Red Hat Expands AI Collaboration with AWS
- Red Hat AI on AWS Trainium and Inferentia AI chips to provide customers with greater choice, flexibility and efficiency for production AI workloads
Red Hat has announced a deeper partnership with Amazon Web Services (AWS) to enhance enterprise-grade generative AI capabilities. The collaboration focuses on delivering efficient AI inference at scale using AWS’s custom silicon and Red Hat’s open-source platforms. New tools and integrations aim to help organizations modernize infrastructure while balancing performance, cost, and flexibility.
Collaboration Details
The partnership brings together Red Hat’s AI Inference Server and AWS’s AI chipsets, Inferentia2 and Trainium3. By integrating these technologies, customers can run generative AI models with lower latency and improved cost efficiency. Red Hat claims performance gains of up to 30–40% compared with GPU-based Amazon EC2 instances. The collaboration also extends to Red Hat OpenShift, with an AWS Neuron operator enabling smoother deployment of AI workloads on AWS infrastructure.
Red Hat customers will gain easier access to AWS’s high-capacity accelerators through this initiative. The company has also released the amazon.ai Certified Ansible Collection, allowing orchestration of AI services on AWS. Contributions to the open-source vLLM project further strengthen inference and training capabilities, with Red Hat acting as a leading commercial contributor. vLLM serves as the foundation for llm-d, now available as a supported feature in Red Hat OpenShift AI 3.

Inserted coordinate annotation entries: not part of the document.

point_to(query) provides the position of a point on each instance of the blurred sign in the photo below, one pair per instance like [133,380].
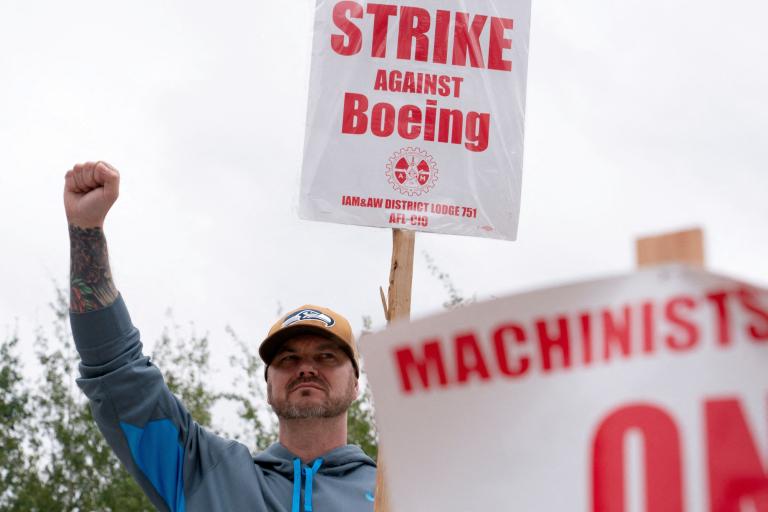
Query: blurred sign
[643,392]
[415,115]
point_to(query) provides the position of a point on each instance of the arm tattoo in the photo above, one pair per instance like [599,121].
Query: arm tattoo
[91,285]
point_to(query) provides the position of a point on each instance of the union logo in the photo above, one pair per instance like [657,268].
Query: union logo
[412,172]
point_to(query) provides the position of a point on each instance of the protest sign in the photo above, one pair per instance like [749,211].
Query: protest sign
[647,392]
[415,115]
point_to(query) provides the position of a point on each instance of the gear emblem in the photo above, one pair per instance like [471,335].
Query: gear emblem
[412,171]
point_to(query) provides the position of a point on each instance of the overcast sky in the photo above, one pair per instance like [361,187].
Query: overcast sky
[642,117]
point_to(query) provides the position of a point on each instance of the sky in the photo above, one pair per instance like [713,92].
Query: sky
[641,118]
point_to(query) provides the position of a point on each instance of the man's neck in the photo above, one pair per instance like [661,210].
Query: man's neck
[311,438]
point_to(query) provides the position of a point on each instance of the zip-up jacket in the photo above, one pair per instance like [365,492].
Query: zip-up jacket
[181,466]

Availability and Industry Impact
The AWS Neuron community operator is already accessible in the Red Hat OpenShift OperatorHub. Support for AWS AI chips in Red Hat’s AI Inference Server will enter developer preview in January 2026. Executives from Red Hat and AWS emphasized that the collaboration provides enterprises with scalable, cost-effective AI solutions. Industry analysts noted that the partnership reflects a broader trend of organizations shifting from experimental AI projects to sustainable production environments.
IDC forecasts that by 2027, 40% of organizations will adopt custom silicon, including ARM processors and AI-specific chips, to meet growing performance demands. This prediction underscores the importance of collaborations like Red Hat and AWS, which aim to optimize infrastructure for AI workloads. Red Hat’s long-standing relationship with AWS has already supported customers from datacenters to edge environments. The latest expansion highlights how open-source platforms and purpose-built hardware are converging to accelerate enterprise AI adoption.